16 May 2006

back in the day.

i look forward to being able to be at home alone without either parent here. i was hoping that today i would get a few hours of joyful bliss all alone, without my mother hovering over whatever i'm doing, and being able to watch and do whatever i want. well, her meeting got cancelled, so now i have to "do something" which currently includes unpacking and getting organized. if there is one thing other than getting packed and leaving my location that i dislike it's moving into somewhere new (or old, and just coming back), and getting organized. i'm attempting to aviod it as long as possible, but failing with my mom around. i'm looking forward to tomorrow. she's got meetings in the morning, and both parents work in the afternoon. it'll allow me to do things at my own rate. i'm more likely to get things done out of my own motivation than someone elses.

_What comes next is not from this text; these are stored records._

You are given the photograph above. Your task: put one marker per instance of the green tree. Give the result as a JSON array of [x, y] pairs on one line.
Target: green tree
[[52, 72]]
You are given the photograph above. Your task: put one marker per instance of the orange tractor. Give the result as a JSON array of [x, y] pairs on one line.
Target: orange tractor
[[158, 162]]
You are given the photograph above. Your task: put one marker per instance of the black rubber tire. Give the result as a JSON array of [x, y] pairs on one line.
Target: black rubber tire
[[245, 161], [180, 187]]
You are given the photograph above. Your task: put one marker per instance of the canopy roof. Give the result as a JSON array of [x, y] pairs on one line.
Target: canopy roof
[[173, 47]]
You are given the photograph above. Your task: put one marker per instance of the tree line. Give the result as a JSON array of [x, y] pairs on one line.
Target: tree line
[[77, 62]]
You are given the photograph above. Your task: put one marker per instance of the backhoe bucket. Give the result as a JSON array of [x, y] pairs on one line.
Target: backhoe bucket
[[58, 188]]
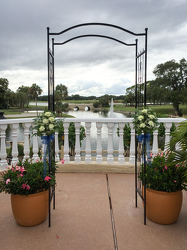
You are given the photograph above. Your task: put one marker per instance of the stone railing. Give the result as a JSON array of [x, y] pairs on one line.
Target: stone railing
[[27, 123]]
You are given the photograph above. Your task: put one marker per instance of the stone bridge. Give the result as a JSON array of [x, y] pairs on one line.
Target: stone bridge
[[81, 106]]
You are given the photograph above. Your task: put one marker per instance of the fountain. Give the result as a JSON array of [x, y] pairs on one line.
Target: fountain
[[111, 111]]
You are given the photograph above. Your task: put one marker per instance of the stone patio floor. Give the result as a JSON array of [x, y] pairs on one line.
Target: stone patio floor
[[82, 219]]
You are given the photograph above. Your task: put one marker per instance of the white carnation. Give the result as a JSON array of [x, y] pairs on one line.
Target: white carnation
[[142, 125], [48, 113], [42, 128], [45, 121]]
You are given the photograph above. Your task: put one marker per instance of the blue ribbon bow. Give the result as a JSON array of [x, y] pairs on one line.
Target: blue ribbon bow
[[145, 137], [46, 139]]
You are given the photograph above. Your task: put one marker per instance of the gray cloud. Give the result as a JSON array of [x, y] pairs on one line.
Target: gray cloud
[[23, 49]]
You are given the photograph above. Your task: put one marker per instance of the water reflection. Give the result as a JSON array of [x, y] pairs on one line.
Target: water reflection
[[93, 130]]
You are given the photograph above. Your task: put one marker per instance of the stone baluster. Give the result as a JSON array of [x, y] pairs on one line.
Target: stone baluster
[[177, 146], [99, 144], [77, 142], [132, 145], [88, 143], [121, 158], [26, 140], [155, 143], [14, 128], [3, 154], [66, 142], [110, 158], [56, 147], [35, 147], [167, 126]]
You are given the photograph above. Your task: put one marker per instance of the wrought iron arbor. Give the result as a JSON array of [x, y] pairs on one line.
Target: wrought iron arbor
[[140, 71]]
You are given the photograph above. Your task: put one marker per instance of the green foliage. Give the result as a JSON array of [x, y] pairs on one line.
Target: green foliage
[[3, 88], [96, 104], [145, 121], [163, 175], [20, 151], [26, 178], [179, 137]]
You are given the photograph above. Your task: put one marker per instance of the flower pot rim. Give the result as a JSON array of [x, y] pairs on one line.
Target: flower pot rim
[[36, 194], [163, 192]]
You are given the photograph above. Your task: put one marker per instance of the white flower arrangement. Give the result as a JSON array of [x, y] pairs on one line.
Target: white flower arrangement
[[45, 124], [145, 121]]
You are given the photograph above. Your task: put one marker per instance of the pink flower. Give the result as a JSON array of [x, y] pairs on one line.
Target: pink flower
[[47, 178], [24, 185], [7, 181]]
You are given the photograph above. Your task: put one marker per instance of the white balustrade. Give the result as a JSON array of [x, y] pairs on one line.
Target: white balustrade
[[132, 145], [121, 158], [27, 123], [155, 143], [14, 128], [56, 147], [99, 144], [66, 142], [77, 142], [110, 126], [26, 127], [88, 143], [3, 153]]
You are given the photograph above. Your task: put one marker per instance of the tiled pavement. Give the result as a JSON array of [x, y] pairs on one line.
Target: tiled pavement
[[82, 219]]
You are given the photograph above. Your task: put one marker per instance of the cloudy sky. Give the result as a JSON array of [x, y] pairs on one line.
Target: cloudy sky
[[88, 66]]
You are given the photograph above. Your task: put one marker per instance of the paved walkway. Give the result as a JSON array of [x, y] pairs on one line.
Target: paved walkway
[[82, 219]]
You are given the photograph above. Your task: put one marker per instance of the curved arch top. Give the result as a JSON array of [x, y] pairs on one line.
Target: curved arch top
[[93, 35], [100, 24]]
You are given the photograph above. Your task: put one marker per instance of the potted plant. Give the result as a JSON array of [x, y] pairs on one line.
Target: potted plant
[[165, 181], [29, 191]]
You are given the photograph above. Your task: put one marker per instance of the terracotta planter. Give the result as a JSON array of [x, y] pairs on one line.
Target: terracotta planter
[[163, 207], [30, 210]]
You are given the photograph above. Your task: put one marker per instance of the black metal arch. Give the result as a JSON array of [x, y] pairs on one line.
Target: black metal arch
[[93, 35], [140, 79]]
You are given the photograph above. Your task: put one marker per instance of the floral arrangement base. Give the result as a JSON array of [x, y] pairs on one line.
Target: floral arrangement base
[[163, 207], [30, 210]]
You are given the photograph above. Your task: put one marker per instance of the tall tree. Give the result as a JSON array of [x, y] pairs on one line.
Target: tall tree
[[173, 77], [3, 88], [61, 93], [22, 95], [35, 91]]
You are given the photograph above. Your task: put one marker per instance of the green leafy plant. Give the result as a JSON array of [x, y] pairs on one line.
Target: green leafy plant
[[26, 178], [126, 135], [179, 137], [162, 174]]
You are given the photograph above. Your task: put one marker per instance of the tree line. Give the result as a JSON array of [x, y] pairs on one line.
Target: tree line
[[169, 86]]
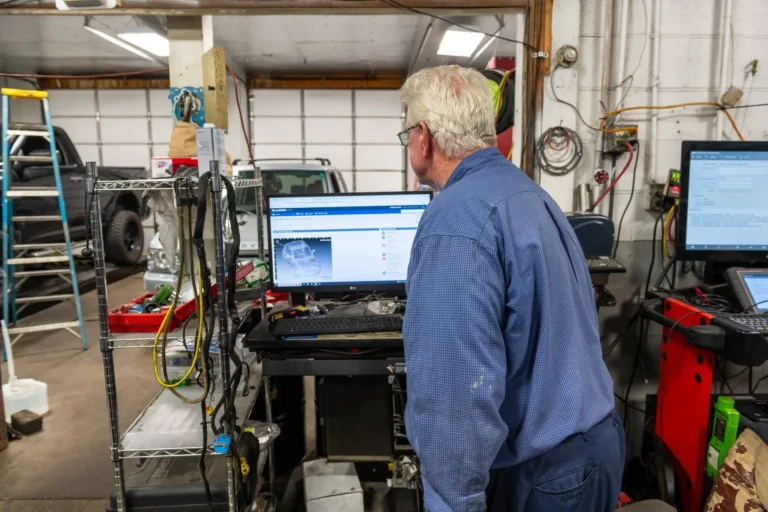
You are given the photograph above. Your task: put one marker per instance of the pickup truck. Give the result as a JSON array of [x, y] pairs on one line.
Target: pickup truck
[[279, 177], [121, 210]]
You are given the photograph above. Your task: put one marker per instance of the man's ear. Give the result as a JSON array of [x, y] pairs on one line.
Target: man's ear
[[426, 140]]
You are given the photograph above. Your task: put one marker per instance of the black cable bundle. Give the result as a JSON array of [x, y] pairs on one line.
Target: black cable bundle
[[559, 151], [227, 402]]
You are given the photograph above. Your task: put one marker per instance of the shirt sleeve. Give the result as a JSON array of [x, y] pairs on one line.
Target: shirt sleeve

on a totally different note. i was out running a few errands (groceries for dinner and a starbucks run for me) and i ran into an old friend from high school. she is probably one of the few that i actually don't mind seeing, as opposed to others that i hope to never see again. it was odd though. i suppose that she's the same person from high school, and that i've grown and changed, but it was just weird talking with her. everything is "me me me" and i try to not be like that. it's difficult to describe and that last sentence is probably not the best, but it's a description that is coming difficult to me. especially to try and put it into writing. coming home after living in a differnt state and a different way of life for 9 months is weird on so many levels, and seeing old friends is just one of those. moving back in is too.

well, i probably shouldn't make my mom any more irritated and go do some unpacking and laundry. bummer things can't always be done in my timing.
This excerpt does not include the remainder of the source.